La Commission met le doigt sur le déclassement des régions françaises

Dans un rapport sur les résultats de la politique de cohésion 2021-2027, la Commission européenne escompte la création d'1,3 million d'emplois en Europe d'ici la fin de la programmation. Dans ses fiches par pays, elle pose les enjeux pour la France où les inégalités territoriales s'accroissent et où le risque de déclassement pèse sur de nombreuses régions.

La Commission européenne a publié un rapport, mardi 2 mai, qui ne tarit pas d'éloges sur la politique de cohésion 2021-2027. Tablant sur 545 milliards d'euros d'investissements engendrés par les 378 milliards d'euros de crédits de cohésion européens, elle escompte la création d'1,3 million d'emplois et un accroissement de 0,5% du PIB de l'UE d'ici la fin de la programmation. Et jusqu'à 4% dans certains États membres. Le tout engendrera une Europe "plus intelligente et compétitive", "plus verte et sobre en carbone", "plus connectée", "plus sociale et inclusive", en route vers une "transition juste". Terme qui désigne la conversion à la neutralité climatique des régions les plus dépendantes aux énergies fossiles. Plus de 39.000 entreprises seront accompagnées dans cette voie.

Voilà pour le tableau général, mais quand on regarde à la loupe les pronostics pour la France, l'image est moins idyllique. Le pays va bénéficier de 17,9 milliards d'euros au titre de cette politique, dont 9 milliards d'euros de Feder, 6,67 du FSE+, un milliard pour le fonds pour la transition juste et 1,1 milliard pour le programme Interreg (coopération territoriale). Dans ce cadre, ce sont les régions les moins développées qui bénéficient le plus de cette programmation : "l'intensité de l'aide" y croit de 9,4% alors qu'elle diminue de 31% dans les régions les plus riches et de 8,7% dans les neuf régions dites en transition (celles dont le PIB se situe entre 75 et 100% de la moyenne européenne).

"Piège du développement"

Seulement, "la France se caractérise par un accroissement des inégalités territoriales", constate la Commission.
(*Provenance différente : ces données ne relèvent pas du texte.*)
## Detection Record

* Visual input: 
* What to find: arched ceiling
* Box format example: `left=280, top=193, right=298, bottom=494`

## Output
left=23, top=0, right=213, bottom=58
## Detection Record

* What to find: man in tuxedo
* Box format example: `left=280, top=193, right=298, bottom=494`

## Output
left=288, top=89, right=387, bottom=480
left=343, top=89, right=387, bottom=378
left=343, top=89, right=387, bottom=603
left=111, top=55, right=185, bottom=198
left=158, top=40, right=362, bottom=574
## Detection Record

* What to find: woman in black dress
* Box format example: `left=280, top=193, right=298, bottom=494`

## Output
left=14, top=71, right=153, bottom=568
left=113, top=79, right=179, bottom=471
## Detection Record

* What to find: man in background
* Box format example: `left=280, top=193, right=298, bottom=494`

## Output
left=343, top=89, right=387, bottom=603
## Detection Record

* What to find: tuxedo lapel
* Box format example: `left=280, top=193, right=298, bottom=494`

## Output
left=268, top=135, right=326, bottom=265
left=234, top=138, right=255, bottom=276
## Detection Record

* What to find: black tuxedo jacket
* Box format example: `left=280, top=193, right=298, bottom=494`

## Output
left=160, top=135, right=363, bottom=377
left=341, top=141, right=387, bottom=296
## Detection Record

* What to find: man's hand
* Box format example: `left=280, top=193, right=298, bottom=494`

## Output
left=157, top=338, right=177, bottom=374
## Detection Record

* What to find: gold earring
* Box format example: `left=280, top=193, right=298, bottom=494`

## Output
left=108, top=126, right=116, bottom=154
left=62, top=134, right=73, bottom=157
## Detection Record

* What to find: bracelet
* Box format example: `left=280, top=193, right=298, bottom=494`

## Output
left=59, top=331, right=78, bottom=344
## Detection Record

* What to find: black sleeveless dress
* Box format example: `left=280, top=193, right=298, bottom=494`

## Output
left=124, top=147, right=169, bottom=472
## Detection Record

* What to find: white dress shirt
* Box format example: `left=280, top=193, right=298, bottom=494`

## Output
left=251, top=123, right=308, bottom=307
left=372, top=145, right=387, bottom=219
Le PIB par habitant varie de 176% en Île-de-France par rapport à la moyenne européenne à 28% à Mayotte. Et 23 des 27 régions françaises (périmètre d'avant la réforme de 2015) ont perdu du poids au cours de la dernière décennie par rapport à la moyenne européenne. Nombre des régions françaises sont passées du statut de régions développées à celui de régions en transition. La plupart d'entre elles sont confrontées au risque du "piège du développement". Cette expression provient du huitième rapport sur la cohésion publié l'an dernier, dans lequel la Commission se réjouissait du rattrapage de nombreuses régions des pays de l'Est mais s'inquiétait de la stagnation de nombreuses régions du Sud, en Grèce, en Italie et en Espagne notamment (voir notre article du 9 février 2022). Une tendance que l'indice de compétitivité régionale publié en mars dernier est venu confirmer (voir notre article du 27 mars 2023).

Alors que la programmation actuelle n'en est encore qu'à ses débuts, le Comité des régions prépare déjà l'avenir. Des rapporteurs ont été désignés pour remettre un premier avis sur l'avenir de la politique de cohésion d'ici fin novembre. Avant la publication du neuvième rapport sur la cohésion de la Commission européenne. "Nous ferons tout notre possible pour insuffler un vent nouveau dans les voiles d'une politique de cohésion plus forte", a déclaré le président du Comité des régions, Vasco Alves Cordeiro, dans un entretien publié le 3 mai sur le site de l'institution.